TLS : SAN validation

Elango_R1 · February 12, 2024, 11:31am

Hello,

I’m using Mongodb Community kubernetes operator and came across a TLS error while starting the server.

I’ve configured CA and Server certificates as secrets. And server certificate includes SAN entires - (*.svc.cluster.local, localhost). As per standard, SAN allows wildcard characters, and if SAN is available, it is preferred over CN of a certificate.

Mongodb-agent container throws the below error:
[2024-02-12T09:31:32.303+0000] [.warn] [src/mongoclientservice/mongoclientservice.go:logCertificateErrorIfNeeded:1241] [09:31:32.303] encountered a certificate issue trying to connect to mongodb-0.mongodb-svc.mongodb.svc.cluster.local:27017 (local=false) via TLS : [09:31:32.303] TLS attempt failed : x509: certificate is valid for *.svc.cluster.local, localhost, not mongodb-0.mongodb-svc.mongodb.svc.cluster.local

When I added SAN entry with *.mongodb-svc.mongodb.svc.cluster.local , it works fine.

But shouldn’t this entry of *.svc.cluster.local sufficient for the validation. Why the value of replica-set and namespace needed in Server certificate SAN entry ?

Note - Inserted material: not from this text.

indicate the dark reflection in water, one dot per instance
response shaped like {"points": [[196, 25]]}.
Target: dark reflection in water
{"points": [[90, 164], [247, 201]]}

chris · February 12, 2024, 2:09pm

Wildcard certificates are not recursive. This is expected behaviour.

https://en.wikipedia.org/wiki/Wildcard_certificate

https://datatracker.ietf.org/doc/html/rfc2818#page-5

Names may contain the wildcard
character * which is considered to match any single domain name
component or component fragment. E.g., .a.com matches foo.a.com but
not bar.foo.a.com. f.com matches foo.com but not bar.com.